The CSFB Master Repurchase Agreement provides for specified events of default, some of which provide for grace periods, including but not limited to failure of the Company or AHL to make any payment due under the CSFB Master Repurchase Agreement, certain cross defaults involving other contracts to which the Company, AHL or any of their affiliates are a party, an act of insolvency occurring with respect to the Company, AHL or any of their affiliates, certain of the material representations or warranties made by the Company or AHL in the CSFB Master Repurchase Agreement or by the Parent in the CSFB Facility Guaranty proving to be incorrect, failure to comply with certain covenants or conditions, material adverse changes to the business, financial condition or operations of the Company, AHL or any of their affiliates, a change in control of the Company or AHL or the failure to maintain certain profitability, liquidity and net worth levels.

If an event of default exists under the CSFB Master Repurchase Agreement, CSFB has the right to accelerate the repurchase under the repurchase facility, to cause all income generated by the purchased mortgage loans to be applied to the unpaid repurchase price of these mortgage loans and to direct the servicer of the purchased mortgage loans to remit payment directly to CSFB as well as exercise the other rights and remedies set forth in the CSFB Master Repurchase Agreement. In addition, the Company and AHL will be liable to CSFB for all reasonable legal fees or other expenses incurred in connection with the event of default, the cost of entering into replacement transactions and entering into or terminating hedge transactions in connection or as a result of the event of default and any other losses, damages, costs or expenses directly arising or resulting from the occurrence of the event of default.

The CSFB Master Repurchase Agreement, as amended, will, to the extent required by the federal securities laws and regulations, be filed as an exhibit to the next applicable periodic report of the Company.


Section 2 – Financial Information

 

Item 2.03 Creation of a Direct Financial Obligation or an Obligation under an Off-Balance Sheet Arrangement of a Registrant.

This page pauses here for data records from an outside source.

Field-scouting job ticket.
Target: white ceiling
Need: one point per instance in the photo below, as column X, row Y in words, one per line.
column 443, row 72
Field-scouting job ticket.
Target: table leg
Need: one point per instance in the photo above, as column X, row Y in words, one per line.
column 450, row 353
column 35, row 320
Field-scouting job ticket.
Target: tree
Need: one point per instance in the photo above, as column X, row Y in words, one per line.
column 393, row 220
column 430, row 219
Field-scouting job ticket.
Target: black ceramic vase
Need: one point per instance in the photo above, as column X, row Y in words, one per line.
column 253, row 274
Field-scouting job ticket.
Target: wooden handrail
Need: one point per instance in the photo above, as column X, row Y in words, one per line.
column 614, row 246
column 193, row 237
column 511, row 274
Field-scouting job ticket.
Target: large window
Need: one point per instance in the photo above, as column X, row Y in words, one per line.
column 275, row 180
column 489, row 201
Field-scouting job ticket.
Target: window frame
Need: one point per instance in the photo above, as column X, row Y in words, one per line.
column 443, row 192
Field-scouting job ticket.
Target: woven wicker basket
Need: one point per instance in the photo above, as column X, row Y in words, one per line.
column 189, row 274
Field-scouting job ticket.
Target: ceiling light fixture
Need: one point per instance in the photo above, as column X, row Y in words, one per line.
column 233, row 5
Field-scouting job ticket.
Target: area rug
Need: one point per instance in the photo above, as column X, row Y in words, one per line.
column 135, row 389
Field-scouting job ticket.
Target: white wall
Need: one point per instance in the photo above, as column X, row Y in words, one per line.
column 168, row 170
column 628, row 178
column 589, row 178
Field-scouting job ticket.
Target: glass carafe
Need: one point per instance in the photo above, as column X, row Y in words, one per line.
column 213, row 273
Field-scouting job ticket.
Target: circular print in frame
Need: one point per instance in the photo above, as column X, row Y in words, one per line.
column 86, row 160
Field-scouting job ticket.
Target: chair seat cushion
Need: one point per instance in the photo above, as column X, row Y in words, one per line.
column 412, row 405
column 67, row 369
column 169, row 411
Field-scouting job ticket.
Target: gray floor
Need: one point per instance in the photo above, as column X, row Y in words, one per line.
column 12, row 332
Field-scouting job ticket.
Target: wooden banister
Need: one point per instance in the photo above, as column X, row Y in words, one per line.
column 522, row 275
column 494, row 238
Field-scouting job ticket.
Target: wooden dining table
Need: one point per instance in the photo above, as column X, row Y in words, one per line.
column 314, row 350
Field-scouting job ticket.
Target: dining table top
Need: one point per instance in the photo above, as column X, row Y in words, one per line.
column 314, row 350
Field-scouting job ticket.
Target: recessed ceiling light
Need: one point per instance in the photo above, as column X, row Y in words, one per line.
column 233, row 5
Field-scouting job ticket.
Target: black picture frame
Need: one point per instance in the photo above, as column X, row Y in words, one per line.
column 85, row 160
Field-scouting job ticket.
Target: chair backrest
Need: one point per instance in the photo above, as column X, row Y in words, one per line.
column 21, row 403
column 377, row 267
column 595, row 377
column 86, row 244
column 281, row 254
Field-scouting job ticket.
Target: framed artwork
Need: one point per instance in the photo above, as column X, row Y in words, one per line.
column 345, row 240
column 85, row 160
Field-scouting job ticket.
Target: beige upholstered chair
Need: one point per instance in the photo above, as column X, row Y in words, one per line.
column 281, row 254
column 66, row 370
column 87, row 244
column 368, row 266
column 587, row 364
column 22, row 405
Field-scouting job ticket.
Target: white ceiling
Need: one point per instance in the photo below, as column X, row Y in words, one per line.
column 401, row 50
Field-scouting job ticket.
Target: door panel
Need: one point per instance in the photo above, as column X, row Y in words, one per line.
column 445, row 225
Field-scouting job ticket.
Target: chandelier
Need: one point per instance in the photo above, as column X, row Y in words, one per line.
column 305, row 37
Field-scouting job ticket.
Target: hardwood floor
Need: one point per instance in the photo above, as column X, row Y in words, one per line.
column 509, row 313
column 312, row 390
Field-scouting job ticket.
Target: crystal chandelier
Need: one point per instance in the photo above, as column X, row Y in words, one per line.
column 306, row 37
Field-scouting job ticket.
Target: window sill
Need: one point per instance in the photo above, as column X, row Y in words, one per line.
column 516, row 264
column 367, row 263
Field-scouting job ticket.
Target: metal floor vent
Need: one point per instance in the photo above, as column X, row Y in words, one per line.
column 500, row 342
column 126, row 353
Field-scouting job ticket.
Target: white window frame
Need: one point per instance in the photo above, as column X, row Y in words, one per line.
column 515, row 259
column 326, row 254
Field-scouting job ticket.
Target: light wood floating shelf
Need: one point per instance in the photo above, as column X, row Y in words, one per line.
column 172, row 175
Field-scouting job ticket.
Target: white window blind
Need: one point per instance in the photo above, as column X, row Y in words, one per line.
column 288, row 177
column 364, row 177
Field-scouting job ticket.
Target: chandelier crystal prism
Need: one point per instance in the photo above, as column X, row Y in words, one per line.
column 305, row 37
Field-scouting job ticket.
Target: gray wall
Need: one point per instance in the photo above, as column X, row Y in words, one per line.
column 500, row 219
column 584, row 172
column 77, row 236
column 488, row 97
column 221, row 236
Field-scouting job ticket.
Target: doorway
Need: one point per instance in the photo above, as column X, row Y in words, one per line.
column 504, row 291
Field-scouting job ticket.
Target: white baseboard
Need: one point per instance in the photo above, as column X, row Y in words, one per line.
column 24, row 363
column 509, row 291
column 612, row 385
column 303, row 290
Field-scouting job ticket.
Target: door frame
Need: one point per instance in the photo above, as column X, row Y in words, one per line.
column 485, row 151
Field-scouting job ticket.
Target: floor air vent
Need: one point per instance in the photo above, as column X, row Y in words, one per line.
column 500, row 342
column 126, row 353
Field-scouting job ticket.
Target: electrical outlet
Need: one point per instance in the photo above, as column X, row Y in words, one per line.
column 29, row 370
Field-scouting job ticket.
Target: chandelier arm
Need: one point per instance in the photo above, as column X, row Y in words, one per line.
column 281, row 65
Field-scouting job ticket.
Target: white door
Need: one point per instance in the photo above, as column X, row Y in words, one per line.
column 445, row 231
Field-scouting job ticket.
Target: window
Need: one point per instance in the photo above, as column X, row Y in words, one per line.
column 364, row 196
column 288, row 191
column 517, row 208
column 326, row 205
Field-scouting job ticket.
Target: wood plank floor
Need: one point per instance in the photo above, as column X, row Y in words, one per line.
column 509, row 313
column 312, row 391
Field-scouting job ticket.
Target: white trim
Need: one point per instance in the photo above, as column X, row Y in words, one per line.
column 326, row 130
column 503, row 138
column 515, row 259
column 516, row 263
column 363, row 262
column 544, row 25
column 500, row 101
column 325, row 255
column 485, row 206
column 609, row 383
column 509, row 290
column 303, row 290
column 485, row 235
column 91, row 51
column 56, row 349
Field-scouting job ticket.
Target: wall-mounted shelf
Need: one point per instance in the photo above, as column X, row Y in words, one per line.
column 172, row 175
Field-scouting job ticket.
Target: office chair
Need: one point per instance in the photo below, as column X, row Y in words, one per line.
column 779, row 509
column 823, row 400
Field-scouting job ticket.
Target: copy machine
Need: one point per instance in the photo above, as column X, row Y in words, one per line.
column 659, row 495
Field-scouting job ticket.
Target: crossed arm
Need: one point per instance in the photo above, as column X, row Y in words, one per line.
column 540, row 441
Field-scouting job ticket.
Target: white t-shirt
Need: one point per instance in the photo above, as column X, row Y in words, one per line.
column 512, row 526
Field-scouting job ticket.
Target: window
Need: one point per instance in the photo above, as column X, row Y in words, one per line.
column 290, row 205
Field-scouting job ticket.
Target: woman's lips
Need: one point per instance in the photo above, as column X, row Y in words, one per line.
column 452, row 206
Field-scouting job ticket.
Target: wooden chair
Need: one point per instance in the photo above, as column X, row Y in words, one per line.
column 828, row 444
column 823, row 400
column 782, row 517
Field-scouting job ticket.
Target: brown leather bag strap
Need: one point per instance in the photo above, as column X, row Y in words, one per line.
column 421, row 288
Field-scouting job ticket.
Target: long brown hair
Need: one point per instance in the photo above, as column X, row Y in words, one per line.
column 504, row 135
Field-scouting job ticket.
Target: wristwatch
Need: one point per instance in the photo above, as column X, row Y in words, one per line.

See Item 1.01 which is incorporated herein by reference.

Section 9 – Financial Statements and Exhibits

 

Item 9.01 - Financial Statements and Exhibits:

 

(d)

  Exhibits:
 

10.1

  Loan Agreement, dated as of March 30, 2007, by and among Accredited Home Lenders, Inc., Accredited Mortgage Loan REIT Trust, the Lenders party thereto, Accredited Home Lenders Holding Co., and Farallon Capital Management, L.L.C.


SIGNATURES

Pursuant to the requirements of the Securities Exchange Act of 1934, the registrant has duly caused this report to be signed on its behalf by the undersigned hereunto duly authorized.

 

  Accredited Mortgage Loan REIT Trust

Date: April 5, 2007

   
  By:  

/s/ James A. Konrath

   

James A. Konrath

Chairman of the Board and Chief Executive Officer


Exhibit Index

 

Exhibit No.

 

Description

Exhibit 10.1

  Loan Agreement, dated as of March 30, 2007, by and among Accredited Home Lenders, Inc., Accredited Mortgage Loan REIT Trust, the Lenders party thereto, Accredited Home Lenders Holding Co., and Farallon Capital Management, L.L.C.